Quem tem cargos, tem prioridade. Nada tem capacidade maior de atrair aliados, conquistar apoios e mobilizar militantes do que cargos. E só quem tem cargos a distribuir é quem tem mandato ou controla feudos governamentais. Pode ser um reles vereador ou um secretário do primeiro escalão: durante seus quatro anos no exercício da função, ele será mais útil para o partido do que um ex-governador ou ex-senador.

Quanto mais pessoas lhe deverem favores, melhor. É uma consequência direta da situação anterior: um dia você dá para no outro poder pedir. Cargos, verbas, indicação, carona, um cigarro, o escambau. O político que se norteia por esse mantra nunca é abandonado na beira da estrada, porque sempre haverá quem se sentirá com a obrigação moral de lhe estender a mão – principalmente quando ele estiver sem mandato.

Comissionado bajula, terceirizado fala a verdade. Está implícito no contrato de cada pessoa lotada no gabinete de um político que sua função primordial é puxar o saco dele. Quando está disposto a pagar – sempre com dinheiro público – para ouvir que está errado, ele vai buscar uma consultoria externa. De preferência, prestada por alguém que possa ser enquadrado no item anterior.
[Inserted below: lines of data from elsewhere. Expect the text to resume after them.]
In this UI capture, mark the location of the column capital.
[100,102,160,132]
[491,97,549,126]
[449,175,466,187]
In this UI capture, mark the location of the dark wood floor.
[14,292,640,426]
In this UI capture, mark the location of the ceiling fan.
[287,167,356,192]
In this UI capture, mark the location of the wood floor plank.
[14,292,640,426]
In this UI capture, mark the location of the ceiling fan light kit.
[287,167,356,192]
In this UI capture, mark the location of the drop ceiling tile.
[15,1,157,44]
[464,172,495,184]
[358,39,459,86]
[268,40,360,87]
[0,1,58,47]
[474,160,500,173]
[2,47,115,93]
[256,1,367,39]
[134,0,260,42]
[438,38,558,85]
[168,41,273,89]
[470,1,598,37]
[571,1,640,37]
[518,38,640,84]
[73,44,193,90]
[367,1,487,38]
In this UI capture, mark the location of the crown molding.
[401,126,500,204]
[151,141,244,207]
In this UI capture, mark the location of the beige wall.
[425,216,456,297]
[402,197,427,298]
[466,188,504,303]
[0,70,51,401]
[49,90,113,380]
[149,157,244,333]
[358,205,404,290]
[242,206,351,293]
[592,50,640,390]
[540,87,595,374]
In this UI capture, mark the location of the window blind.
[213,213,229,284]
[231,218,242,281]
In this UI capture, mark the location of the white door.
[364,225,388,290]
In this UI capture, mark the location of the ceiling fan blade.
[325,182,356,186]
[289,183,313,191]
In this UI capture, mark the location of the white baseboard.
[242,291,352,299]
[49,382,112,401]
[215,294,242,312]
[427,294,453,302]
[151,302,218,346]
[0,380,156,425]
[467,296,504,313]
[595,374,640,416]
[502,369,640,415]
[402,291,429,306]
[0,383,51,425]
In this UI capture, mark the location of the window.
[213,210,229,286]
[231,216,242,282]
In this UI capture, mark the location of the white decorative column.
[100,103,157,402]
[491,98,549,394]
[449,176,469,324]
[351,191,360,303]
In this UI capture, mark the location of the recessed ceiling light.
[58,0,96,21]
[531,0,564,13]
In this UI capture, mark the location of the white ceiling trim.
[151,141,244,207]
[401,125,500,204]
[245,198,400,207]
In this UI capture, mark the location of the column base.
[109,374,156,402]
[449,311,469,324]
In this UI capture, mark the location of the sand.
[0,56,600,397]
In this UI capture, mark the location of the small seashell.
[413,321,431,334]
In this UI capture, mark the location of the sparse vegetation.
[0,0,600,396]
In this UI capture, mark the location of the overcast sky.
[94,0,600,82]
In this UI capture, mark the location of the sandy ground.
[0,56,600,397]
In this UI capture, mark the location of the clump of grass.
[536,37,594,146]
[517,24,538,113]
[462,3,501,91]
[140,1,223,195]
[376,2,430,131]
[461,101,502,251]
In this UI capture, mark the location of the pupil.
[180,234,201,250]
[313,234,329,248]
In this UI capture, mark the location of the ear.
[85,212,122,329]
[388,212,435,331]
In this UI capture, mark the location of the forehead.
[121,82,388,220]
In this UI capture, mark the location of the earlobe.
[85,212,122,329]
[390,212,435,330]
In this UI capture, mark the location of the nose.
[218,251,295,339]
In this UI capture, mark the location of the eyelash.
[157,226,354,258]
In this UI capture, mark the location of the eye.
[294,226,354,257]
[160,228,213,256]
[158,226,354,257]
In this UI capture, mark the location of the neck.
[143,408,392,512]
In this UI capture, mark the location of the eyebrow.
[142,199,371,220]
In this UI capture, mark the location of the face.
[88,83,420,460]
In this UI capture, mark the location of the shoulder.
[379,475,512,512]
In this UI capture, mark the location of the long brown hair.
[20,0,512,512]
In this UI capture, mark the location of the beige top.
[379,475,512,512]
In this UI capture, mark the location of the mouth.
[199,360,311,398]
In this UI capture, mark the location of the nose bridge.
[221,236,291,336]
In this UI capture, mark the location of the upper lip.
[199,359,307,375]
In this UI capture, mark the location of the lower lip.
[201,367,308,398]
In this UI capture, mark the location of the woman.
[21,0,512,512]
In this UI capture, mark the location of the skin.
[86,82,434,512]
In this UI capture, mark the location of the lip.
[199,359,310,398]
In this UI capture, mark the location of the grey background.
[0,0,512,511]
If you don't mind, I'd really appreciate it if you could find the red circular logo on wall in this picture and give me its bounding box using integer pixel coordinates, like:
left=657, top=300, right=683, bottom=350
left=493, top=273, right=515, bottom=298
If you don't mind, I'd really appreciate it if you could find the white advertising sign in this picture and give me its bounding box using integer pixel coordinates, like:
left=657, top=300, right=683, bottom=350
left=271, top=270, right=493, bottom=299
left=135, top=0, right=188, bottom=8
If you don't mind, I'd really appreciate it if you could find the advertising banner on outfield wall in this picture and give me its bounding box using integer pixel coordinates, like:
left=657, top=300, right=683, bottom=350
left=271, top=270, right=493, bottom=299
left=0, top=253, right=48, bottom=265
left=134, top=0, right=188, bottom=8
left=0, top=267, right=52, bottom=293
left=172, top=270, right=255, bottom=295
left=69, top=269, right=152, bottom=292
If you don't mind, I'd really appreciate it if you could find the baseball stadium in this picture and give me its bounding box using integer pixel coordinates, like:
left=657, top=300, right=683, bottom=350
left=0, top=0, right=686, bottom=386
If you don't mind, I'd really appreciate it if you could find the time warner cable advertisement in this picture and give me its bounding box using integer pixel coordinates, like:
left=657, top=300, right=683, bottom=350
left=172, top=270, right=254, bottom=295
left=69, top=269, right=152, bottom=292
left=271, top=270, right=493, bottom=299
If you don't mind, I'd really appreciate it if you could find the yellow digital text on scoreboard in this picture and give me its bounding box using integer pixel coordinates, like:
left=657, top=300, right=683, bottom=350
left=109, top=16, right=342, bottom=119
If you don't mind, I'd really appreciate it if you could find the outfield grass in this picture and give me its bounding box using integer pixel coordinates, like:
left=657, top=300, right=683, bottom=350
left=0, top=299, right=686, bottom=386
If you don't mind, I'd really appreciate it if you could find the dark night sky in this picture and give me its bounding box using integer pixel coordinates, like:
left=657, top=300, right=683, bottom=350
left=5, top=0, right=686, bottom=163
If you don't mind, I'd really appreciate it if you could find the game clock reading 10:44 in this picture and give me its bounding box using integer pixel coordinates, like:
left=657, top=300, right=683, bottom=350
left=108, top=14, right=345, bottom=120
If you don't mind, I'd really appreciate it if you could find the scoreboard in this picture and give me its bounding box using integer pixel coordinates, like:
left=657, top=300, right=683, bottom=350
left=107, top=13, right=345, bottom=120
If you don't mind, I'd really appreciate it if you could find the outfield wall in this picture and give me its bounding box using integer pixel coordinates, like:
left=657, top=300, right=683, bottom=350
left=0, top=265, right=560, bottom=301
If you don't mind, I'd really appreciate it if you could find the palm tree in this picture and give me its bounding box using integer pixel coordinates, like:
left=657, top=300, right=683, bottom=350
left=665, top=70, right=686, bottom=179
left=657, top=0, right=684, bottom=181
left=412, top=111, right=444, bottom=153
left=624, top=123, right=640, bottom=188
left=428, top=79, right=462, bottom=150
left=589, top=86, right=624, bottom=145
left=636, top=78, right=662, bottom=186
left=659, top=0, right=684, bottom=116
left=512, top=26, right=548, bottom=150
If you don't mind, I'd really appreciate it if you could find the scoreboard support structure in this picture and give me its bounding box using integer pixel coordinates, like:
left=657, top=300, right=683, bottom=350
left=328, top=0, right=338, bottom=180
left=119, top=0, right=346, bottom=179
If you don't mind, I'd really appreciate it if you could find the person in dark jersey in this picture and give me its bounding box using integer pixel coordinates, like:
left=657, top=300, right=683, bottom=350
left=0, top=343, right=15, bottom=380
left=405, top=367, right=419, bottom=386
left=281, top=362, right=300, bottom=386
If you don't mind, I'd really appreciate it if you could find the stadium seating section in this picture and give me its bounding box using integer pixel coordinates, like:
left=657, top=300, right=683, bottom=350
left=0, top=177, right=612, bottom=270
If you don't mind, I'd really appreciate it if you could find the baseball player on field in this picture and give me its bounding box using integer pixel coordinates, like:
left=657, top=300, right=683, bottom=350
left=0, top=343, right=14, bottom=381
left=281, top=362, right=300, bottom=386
Tem bastante gente bem-intencionada e preparada. A criminalização da política reforçou a crença generalizada de que todo o político é bandido. Não é verdade. De progressistas a conservadores, há muitas pessoas que entendem de políticas públicas e entraram nessa com o firme propósito de construir uma sociedade melhor. O problema é que elas sempre perdem a vez para especialistas nos tópicos anteriores.